2-îmgelem ve doğaçlamanın birlikte kullanıldığı bu çalışmada bir metin ses doğaçlamaları ile ele alınır. Örneğin yabancı dildeki bir metinde sadece sesli harflere konsantre olunup sessizler ikinci plana itilerek doğaçlanır.
3-Barba tarafından sesin hareketi olarak adlandırılan bu çalışmada, sadece ses kullanımı ile içinde bulunulan mekanın herhangi bir noktasına ulaşma, boş uzamı doldurma veya başka birine dokunma denenir. Örneğin A arkası B'ye dönük olarak durur, onu görmez. B konuşmadan sadece sesi ile A'yı istediği gibi yönlendirmeye çalışır.
1972-91 Bireyselleştirilmiş Ses Eğitimi: 'Odin' de fiziksel eğitim gibi ses eğitimi de oyunculardan oyunculara aktarılarak sürdürülmektedir. Her oyuncu, temeli doğaçlama ve denemelere dayalı ses eğitimini, geliştirdiği kendine özgü temrinlerle sürdürür. Amaç, sesin görünmez fiziksel gücünü ortaya çıkarma ve her oyuncunun kendine Özgü doğal sesini geliştirmektir.
Topluluk kurulduğunda eğitim çalışmaları zorunluluk sonucu başlamıştı. Ancak 'Odin' günümüzde deneyimli bir topluluk olarak karşımıza çıksa da eğitim çalışmalarını halen sürdürmektedir. Çünkü eğitim çalışmaları topluluğun fiziksel ve sessel araçlarının canlılığı ve uyumu için gerekli bulunur. Eğitim, fiziksel ve ussal disiplini koruduğu gibi geliştirilen yetilerin ilerlemesi için de önemlidir. Aynı zamanda topluluğun dramaturjiye farklı yaklaşımına da yardımcı olmaktadır.
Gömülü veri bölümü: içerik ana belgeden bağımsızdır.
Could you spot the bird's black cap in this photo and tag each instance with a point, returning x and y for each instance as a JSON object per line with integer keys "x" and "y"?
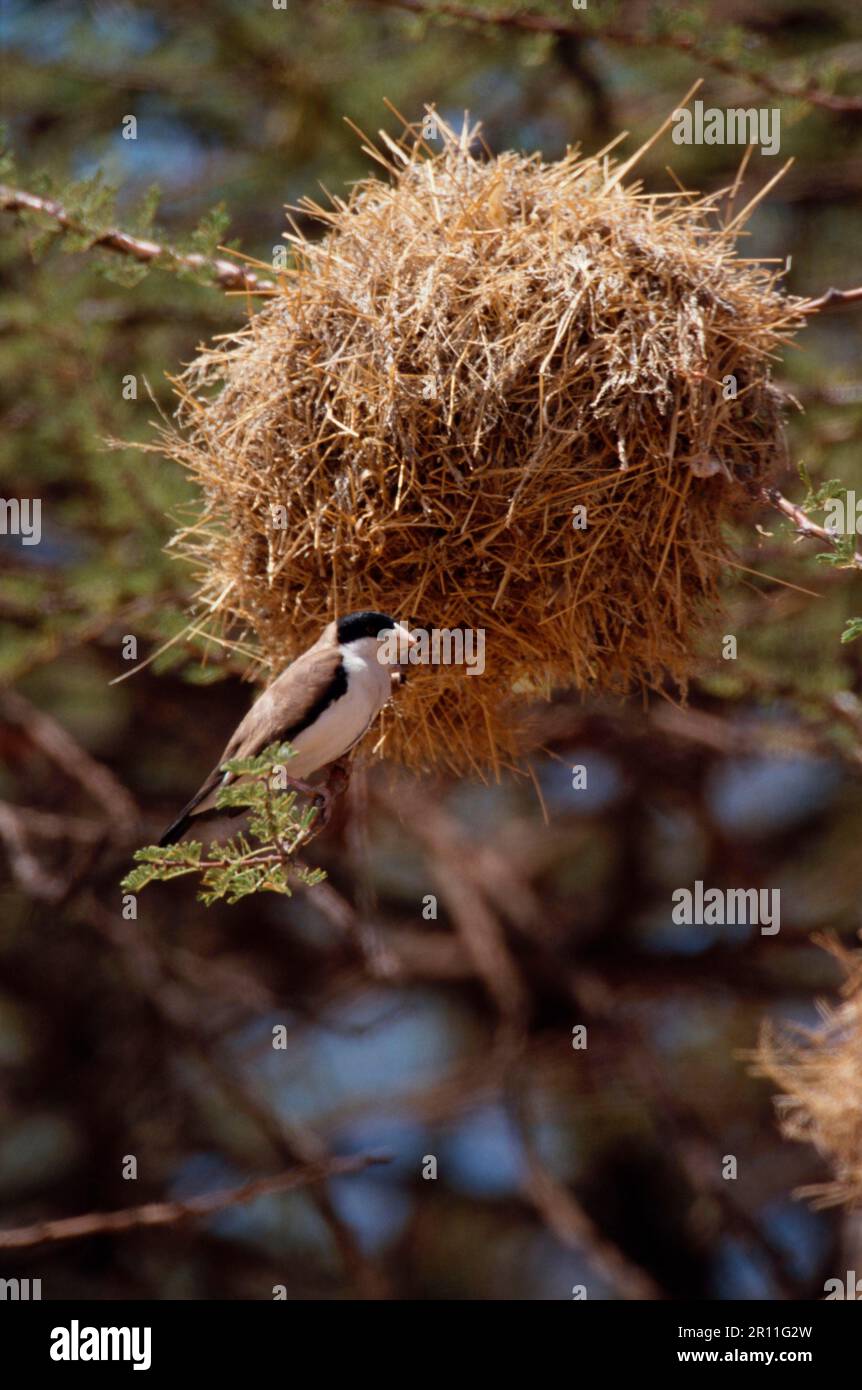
{"x": 367, "y": 623}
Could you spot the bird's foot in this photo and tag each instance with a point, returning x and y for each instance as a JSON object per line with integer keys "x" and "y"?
{"x": 320, "y": 798}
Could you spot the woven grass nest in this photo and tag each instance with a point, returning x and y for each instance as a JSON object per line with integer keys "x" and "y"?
{"x": 473, "y": 349}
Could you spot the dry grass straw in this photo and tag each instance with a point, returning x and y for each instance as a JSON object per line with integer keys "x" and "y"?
{"x": 472, "y": 349}
{"x": 820, "y": 1075}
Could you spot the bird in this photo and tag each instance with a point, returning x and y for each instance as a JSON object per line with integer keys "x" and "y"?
{"x": 321, "y": 705}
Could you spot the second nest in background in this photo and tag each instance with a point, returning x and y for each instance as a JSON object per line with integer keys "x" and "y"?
{"x": 497, "y": 394}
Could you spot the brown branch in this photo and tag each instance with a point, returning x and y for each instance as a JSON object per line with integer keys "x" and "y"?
{"x": 225, "y": 273}
{"x": 627, "y": 38}
{"x": 167, "y": 1214}
{"x": 805, "y": 526}
{"x": 832, "y": 299}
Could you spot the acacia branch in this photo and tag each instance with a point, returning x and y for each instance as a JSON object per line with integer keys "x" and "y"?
{"x": 832, "y": 299}
{"x": 225, "y": 273}
{"x": 627, "y": 38}
{"x": 167, "y": 1214}
{"x": 805, "y": 526}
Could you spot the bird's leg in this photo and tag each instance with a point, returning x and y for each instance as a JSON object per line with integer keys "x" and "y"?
{"x": 317, "y": 795}
{"x": 324, "y": 795}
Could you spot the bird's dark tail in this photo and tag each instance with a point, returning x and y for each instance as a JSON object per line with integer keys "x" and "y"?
{"x": 180, "y": 826}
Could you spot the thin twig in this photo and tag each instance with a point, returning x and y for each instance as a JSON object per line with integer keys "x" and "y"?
{"x": 167, "y": 1214}
{"x": 807, "y": 527}
{"x": 224, "y": 273}
{"x": 630, "y": 39}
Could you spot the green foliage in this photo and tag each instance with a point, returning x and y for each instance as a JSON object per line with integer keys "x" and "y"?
{"x": 262, "y": 861}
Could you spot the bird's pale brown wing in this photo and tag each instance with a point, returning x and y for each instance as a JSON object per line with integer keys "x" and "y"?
{"x": 289, "y": 704}
{"x": 285, "y": 708}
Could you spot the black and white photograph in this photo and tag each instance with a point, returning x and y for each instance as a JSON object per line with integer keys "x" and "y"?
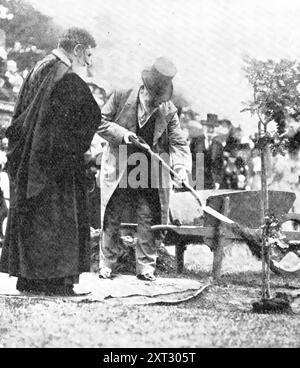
{"x": 149, "y": 176}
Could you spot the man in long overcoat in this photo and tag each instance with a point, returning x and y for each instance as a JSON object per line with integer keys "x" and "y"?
{"x": 47, "y": 238}
{"x": 147, "y": 112}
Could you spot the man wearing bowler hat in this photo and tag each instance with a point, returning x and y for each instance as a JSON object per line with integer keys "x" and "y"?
{"x": 146, "y": 112}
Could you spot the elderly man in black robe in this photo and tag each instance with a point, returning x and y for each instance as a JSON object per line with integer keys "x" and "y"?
{"x": 46, "y": 244}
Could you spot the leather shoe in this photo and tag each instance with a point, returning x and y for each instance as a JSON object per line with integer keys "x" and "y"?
{"x": 146, "y": 277}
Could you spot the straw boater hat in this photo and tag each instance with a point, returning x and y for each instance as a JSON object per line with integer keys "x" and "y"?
{"x": 158, "y": 79}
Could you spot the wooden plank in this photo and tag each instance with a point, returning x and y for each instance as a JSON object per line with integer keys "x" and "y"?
{"x": 220, "y": 243}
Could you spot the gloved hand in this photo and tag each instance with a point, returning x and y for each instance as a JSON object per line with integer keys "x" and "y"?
{"x": 182, "y": 176}
{"x": 127, "y": 135}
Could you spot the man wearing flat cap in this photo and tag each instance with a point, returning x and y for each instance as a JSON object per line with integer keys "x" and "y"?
{"x": 146, "y": 112}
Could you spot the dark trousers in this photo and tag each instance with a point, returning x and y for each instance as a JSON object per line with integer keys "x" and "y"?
{"x": 146, "y": 206}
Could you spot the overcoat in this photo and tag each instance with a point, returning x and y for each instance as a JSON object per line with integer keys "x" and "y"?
{"x": 56, "y": 116}
{"x": 120, "y": 115}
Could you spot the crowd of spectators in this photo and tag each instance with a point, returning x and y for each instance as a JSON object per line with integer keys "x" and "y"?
{"x": 226, "y": 153}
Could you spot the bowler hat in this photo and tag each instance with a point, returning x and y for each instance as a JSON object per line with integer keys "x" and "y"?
{"x": 158, "y": 79}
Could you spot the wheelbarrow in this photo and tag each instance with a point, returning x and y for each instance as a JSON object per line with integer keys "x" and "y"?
{"x": 215, "y": 218}
{"x": 189, "y": 224}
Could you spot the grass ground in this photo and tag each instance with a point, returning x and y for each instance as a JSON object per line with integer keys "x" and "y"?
{"x": 220, "y": 318}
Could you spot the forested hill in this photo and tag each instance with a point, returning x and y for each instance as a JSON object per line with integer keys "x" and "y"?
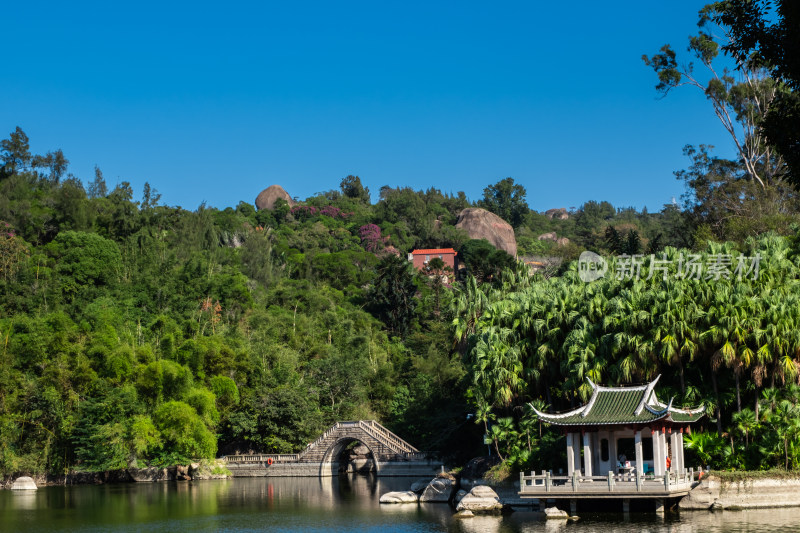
{"x": 138, "y": 333}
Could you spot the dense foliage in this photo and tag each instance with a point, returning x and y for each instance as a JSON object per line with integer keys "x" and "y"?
{"x": 138, "y": 333}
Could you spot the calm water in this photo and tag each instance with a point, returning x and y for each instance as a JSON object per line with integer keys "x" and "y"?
{"x": 303, "y": 504}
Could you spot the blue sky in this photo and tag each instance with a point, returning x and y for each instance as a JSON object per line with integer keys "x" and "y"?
{"x": 215, "y": 101}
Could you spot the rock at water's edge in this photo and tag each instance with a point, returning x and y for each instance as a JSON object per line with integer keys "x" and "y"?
{"x": 482, "y": 224}
{"x": 266, "y": 199}
{"x": 24, "y": 483}
{"x": 439, "y": 490}
{"x": 400, "y": 497}
{"x": 555, "y": 513}
{"x": 480, "y": 499}
{"x": 419, "y": 486}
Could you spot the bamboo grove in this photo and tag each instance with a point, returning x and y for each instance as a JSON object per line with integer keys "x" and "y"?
{"x": 731, "y": 344}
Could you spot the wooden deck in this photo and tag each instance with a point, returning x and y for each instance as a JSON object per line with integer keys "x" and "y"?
{"x": 611, "y": 486}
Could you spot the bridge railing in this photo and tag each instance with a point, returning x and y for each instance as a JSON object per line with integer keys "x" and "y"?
{"x": 381, "y": 433}
{"x": 263, "y": 458}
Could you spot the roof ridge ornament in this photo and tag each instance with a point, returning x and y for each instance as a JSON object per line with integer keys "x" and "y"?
{"x": 595, "y": 392}
{"x": 646, "y": 395}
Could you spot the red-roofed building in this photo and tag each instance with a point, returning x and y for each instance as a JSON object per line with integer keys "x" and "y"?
{"x": 420, "y": 258}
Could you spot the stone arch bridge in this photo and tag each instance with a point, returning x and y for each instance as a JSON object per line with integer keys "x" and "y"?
{"x": 390, "y": 455}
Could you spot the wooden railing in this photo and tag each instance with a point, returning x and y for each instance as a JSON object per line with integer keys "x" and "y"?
{"x": 389, "y": 438}
{"x": 403, "y": 449}
{"x": 547, "y": 482}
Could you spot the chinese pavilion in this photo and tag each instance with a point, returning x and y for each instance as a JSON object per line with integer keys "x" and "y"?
{"x": 625, "y": 429}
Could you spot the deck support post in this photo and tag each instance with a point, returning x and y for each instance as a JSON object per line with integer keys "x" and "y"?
{"x": 570, "y": 454}
{"x": 674, "y": 465}
{"x": 639, "y": 455}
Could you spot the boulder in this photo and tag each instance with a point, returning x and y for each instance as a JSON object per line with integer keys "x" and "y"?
{"x": 555, "y": 513}
{"x": 559, "y": 213}
{"x": 439, "y": 490}
{"x": 266, "y": 198}
{"x": 482, "y": 224}
{"x": 24, "y": 483}
{"x": 480, "y": 499}
{"x": 400, "y": 497}
{"x": 419, "y": 486}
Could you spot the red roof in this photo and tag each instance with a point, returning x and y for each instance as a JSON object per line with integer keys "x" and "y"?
{"x": 433, "y": 251}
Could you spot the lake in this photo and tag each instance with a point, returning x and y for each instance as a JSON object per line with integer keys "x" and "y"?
{"x": 310, "y": 504}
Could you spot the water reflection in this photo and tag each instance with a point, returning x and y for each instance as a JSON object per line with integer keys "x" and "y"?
{"x": 328, "y": 504}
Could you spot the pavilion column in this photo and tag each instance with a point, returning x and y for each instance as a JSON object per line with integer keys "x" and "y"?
{"x": 658, "y": 453}
{"x": 570, "y": 454}
{"x": 587, "y": 454}
{"x": 612, "y": 450}
{"x": 637, "y": 441}
{"x": 675, "y": 466}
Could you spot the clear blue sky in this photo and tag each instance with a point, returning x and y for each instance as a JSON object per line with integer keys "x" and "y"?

"Temrin uzmanlaşma getirir... Temrinler bazı davranış ilkelerini vücudumuzun benimsemesine yararlı olur, alışkanlık olur. Bu tür temrinler, somut bir oyunu yorumlarken gereken yaratıcı çalışmalarda apayrıdır, bağımsızdır"
Oyunculuk ilkeleri üzerinde yoğunlaşmakta eğitim çalışmaları önemli bir rol oynar. Topluluk artık yeni jimnastik hareketleri öğrenmek veya Beijin Operası'nın şarkı söyleme tekniklerinde ustalaşmak yerine, oyunculuk ilkelerinde ustalaşmakla ilgilenmektedir. Ses ve fiziksel sorunların üstesinden gelmek için uğraşmaya ağırlık verirler; sokak tiyatrosunun oyuncusunun sesini en iyi nasıl kullanacağı, nasıl özel bir düşmeyi denetleyeceği vb. konularda yardımcı olur.
'Odin' in eğitim çalışmalarında disiplin her zaman önemli olmuştur. Her oyuncu bireysel eğitimini her gün çalışma mekanına gelerek sürdürür. En az iki saat süren bu eğitimde, fiziksel ve ussal yoğunlaşma üzerine doğaçlamalar yapılır. 'Odin' in eğitiminde esas olan, her oyuncunun kendinin belirlediği profesyonel gelişimidir. Her oyuncu kendine eğitim modeli geliştirir. Ancak "oyuncular eğitimin sanatsal sonuçlar için bir garanti olmadığını bilirler"'. Amaç kendi sınırlarını zorlamak, aşmaktır. Her oyuncu eğitim yöntemini, belli ustalara veya tekniklere dayanmadan yaratmakta özgürdür. Bu gelişim sürecinde oyuncu kendi ritmi, sınırları, yetileri ve oyuncu olarak ayırıcı özelliklerini keşfetmeye girişir.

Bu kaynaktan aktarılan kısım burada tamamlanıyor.